初対面の印象を左右する笑顔。笑うことが得意な人もそうでない人にも効果がある、「数値化」でき「再現可能」な笑顔をつくれる時代がやってきた。
「80パーセント笑顔を5秒キープ!」
今年7~10月末まで、日本航空の客室乗務員約5千人を対象に“笑顔測定アプリ”の試験運用が実施された。出航前、チーフの指示に従いアプリを使って顔エクササイズを行い、表情筋をほぐして接客力に磨きをかけた。
「今まで乗務員同士で笑顔を確認しあっていたため、ダイレクトに言えないこともありました。タブレットだと、人が指摘しにくいところも言ってくれる」
そう話すのは、客室本部客室品質企画部の横野三知子さん。10年間客室乗務員として接客してきたが、笑顔一つで信頼感や気品を演出できることまでは意識していなかったと言う。
「ただ笑顔をつくるだけではなく、場面ごとに色々な使い方があるということが、このアプリを通して認識できました」
●笑顔講座をアプリに
アプリを開発したのは化粧品メーカーの資生堂。6月、これまで行ってきた「笑顔講座」をデジタルコンテンツ化した。講師を務めるビューティークリエーションセンタービューティーソフト開発グループマネージャーの高野ルリ子さんは、のべ6千人に笑顔の大切さを伝えてきた。2008年にスタートした講座発足のきっかけは、ある中学校教師の一言だった。
「最近の小中高生は表情がとっても乏しいんです」
背景には感情を上手に表情に表せなかったり、「ごめんなさい」のやりとりもメールで行ったりする生徒が増えている現状があった。

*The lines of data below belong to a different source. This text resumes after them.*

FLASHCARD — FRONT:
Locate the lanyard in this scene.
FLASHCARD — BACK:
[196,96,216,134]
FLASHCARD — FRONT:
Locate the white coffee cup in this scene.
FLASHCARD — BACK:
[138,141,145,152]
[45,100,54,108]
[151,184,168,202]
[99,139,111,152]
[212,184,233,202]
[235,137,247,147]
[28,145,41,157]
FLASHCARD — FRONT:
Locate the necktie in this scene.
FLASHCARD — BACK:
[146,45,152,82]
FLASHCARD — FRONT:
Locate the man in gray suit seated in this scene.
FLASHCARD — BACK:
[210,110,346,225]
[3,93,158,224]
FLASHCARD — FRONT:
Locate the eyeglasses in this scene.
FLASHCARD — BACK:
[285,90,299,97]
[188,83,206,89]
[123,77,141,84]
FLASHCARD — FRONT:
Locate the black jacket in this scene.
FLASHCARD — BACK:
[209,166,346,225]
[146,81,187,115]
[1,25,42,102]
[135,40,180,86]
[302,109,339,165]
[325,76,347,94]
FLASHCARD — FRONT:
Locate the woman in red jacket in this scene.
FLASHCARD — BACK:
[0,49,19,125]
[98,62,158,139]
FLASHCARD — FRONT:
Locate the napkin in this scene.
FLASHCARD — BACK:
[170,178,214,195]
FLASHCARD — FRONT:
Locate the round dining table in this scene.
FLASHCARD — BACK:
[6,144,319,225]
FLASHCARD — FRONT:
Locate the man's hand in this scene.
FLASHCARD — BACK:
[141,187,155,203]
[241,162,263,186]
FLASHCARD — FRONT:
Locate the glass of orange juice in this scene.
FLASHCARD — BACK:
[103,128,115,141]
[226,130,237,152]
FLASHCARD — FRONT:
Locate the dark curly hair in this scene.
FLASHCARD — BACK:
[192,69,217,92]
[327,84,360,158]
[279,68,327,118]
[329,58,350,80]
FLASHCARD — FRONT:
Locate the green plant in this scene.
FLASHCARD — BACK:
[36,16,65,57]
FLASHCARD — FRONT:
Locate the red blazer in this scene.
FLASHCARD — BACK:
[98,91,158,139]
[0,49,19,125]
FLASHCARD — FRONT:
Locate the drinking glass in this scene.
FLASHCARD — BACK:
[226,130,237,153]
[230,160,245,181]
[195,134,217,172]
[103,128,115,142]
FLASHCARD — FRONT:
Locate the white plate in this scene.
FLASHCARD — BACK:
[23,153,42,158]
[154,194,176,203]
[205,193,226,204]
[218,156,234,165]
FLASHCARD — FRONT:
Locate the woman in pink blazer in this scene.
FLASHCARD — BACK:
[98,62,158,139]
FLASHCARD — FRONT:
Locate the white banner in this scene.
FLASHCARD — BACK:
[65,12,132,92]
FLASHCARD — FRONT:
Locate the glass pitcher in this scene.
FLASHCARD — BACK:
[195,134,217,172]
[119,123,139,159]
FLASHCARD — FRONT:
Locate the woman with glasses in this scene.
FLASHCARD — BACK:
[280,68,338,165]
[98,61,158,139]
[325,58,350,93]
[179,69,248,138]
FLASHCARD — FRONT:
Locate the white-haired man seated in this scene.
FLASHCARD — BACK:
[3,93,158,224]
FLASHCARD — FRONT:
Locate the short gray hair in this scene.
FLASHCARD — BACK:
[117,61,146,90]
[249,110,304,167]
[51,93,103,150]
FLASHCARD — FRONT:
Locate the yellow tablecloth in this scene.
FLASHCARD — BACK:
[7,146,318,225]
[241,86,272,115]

「今まで培ってきた顔や表情の研究成果を生かせないか」
高野さんのその想いを具現化したのが笑顔講座だ。
「笑顔を科学的に考えると笑顔自体にも数値化できる『再現性』が要求されます」(高野さん)
真顔を0%、口角を最大限上げて歯を見せない笑顔を100%、歯を見せた笑顔を120%とし、その3タイプを基準に画像処理で表情を7段階に分けた。
とはいえ、同じ笑顔でも、参加者や講師の体調によって数値に変化が生じてしまう。ムラのない均質な笑顔講座を届けたいと、同開発グループの石川智子さんが中心となり、2年がかりでアプリを開発。時と場所を選ばず個人で笑顔トレーニングを行い、その結果を記録することも可能になった。過去と比較して、笑顔の習熟度も確認できるのだ。